Google's Swiffy makes Flash files HTML5 friendly

Google's cooked up a new tool in its labs that converts SWF files into HTML5 for use on devices that can't run Flash, including those made by Apple.

A new tool from Google Labs called Swiffy is taking aim at Flash files on the Web by converting them to HTML5 for use on devices without Flash capabilities.

Flash authors who come to Google with their SWF files can run it through the Swiffy converter, which splits it into a JSON file, then renders it with HTML, Scalable Vector Graphics, and Cascading Style Sheets (CSS). As a result of the process, Google says the converted files have rendering performance that's "quite good," with a file size that's "slightly larger" than the original.

Google's tool joins Wallaby, a similar effort from Adobe, which debuted earlier this year. It turns FLA-formatted files into HTML5, JavaScript, and CSS. That tool was initially designed as a way for developers to develop and port ads for iPhones, iPads, iPod Touches, and any other devices without Flash capabilities.

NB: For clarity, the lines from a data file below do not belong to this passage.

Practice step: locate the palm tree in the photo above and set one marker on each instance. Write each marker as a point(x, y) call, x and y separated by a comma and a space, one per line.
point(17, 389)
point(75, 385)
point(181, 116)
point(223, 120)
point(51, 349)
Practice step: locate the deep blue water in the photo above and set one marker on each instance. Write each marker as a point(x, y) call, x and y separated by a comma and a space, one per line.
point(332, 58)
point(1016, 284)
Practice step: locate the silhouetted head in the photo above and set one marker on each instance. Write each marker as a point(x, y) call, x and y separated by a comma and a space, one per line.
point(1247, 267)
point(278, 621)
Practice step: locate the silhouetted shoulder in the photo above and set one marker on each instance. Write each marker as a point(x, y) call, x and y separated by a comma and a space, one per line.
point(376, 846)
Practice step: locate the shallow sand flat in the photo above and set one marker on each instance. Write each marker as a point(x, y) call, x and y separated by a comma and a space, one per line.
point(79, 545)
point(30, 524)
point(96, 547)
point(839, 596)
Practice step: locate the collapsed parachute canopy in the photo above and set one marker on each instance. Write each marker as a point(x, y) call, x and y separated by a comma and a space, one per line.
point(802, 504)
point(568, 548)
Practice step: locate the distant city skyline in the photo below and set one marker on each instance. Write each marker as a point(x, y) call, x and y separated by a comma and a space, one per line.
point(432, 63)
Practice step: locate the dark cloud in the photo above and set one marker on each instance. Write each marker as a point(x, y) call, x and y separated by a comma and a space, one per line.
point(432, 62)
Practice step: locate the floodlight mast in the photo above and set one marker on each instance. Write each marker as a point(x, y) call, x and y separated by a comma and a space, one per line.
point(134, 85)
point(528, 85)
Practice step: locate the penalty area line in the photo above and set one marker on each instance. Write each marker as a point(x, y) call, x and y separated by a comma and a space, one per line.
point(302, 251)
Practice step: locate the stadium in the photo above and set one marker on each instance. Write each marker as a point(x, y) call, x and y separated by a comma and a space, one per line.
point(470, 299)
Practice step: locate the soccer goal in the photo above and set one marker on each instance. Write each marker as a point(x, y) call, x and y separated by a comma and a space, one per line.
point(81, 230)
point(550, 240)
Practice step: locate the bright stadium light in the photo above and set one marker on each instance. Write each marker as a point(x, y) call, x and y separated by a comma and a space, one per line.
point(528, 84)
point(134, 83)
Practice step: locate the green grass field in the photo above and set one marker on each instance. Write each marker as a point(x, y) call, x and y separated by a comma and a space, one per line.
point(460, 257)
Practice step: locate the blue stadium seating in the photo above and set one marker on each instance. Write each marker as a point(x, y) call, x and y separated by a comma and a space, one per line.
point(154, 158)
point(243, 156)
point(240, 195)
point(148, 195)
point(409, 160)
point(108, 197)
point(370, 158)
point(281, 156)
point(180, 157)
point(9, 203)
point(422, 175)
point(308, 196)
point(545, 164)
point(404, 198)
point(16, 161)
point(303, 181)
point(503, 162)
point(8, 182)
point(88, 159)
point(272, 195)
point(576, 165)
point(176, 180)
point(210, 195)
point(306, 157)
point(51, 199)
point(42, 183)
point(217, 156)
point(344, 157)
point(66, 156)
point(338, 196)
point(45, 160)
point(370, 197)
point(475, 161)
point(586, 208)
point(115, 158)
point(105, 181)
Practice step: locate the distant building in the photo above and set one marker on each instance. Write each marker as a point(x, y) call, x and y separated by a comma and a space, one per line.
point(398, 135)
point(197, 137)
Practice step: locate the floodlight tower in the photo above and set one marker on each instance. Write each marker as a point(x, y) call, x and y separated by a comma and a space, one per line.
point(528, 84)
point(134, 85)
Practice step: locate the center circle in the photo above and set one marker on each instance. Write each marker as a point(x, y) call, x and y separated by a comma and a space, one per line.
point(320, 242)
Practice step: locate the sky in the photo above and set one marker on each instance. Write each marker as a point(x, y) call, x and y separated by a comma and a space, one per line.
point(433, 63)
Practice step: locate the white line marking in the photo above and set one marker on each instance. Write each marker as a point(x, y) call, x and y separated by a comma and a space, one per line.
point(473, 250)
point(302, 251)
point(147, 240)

A side by side of an SWF file that's been converted with Swiffy.
A side by side of an SWF file that's been converted with Swiffy. CNET

In an FAQ about Swiffy, Google says Flash owner Adobe is "pleased to see the Flash platform extend to devices which don't support the Flash player," and that the two companies "look forward to close collaboration around efforts like these."

Apple CEO Steve Jobs famously penned a missive entitled "Thoughts on Flash" last year, noting that the company had no intentions of including the software as part of iOS. "Flash was created during the PC era--for PCs and mice," Jobs said in that letter. "New open standards created in the mobile era, such as HTML5, will win on mobile devices (and PCs too). Perhaps Adobe should focus more on creating great HTML5 tools for the future, and less on criticizing Apple for leaving the past behind."

Adobe Chief Technology Officer Kevin Lynch later responded by pledging to make "the best tools in the world for HTML5." So far that's been releasing an HTML5 update to its Dreamweaver Web site creation tool, introducing CSS Regions to the WebKit browser engine project, and rolling out a tool called Edge that lets designers make animated Web page elements with standard Web technologies.

Google says it's still deciding whether or not to make Swiffy an open-source project. In the interim, it remains in the company's Labs.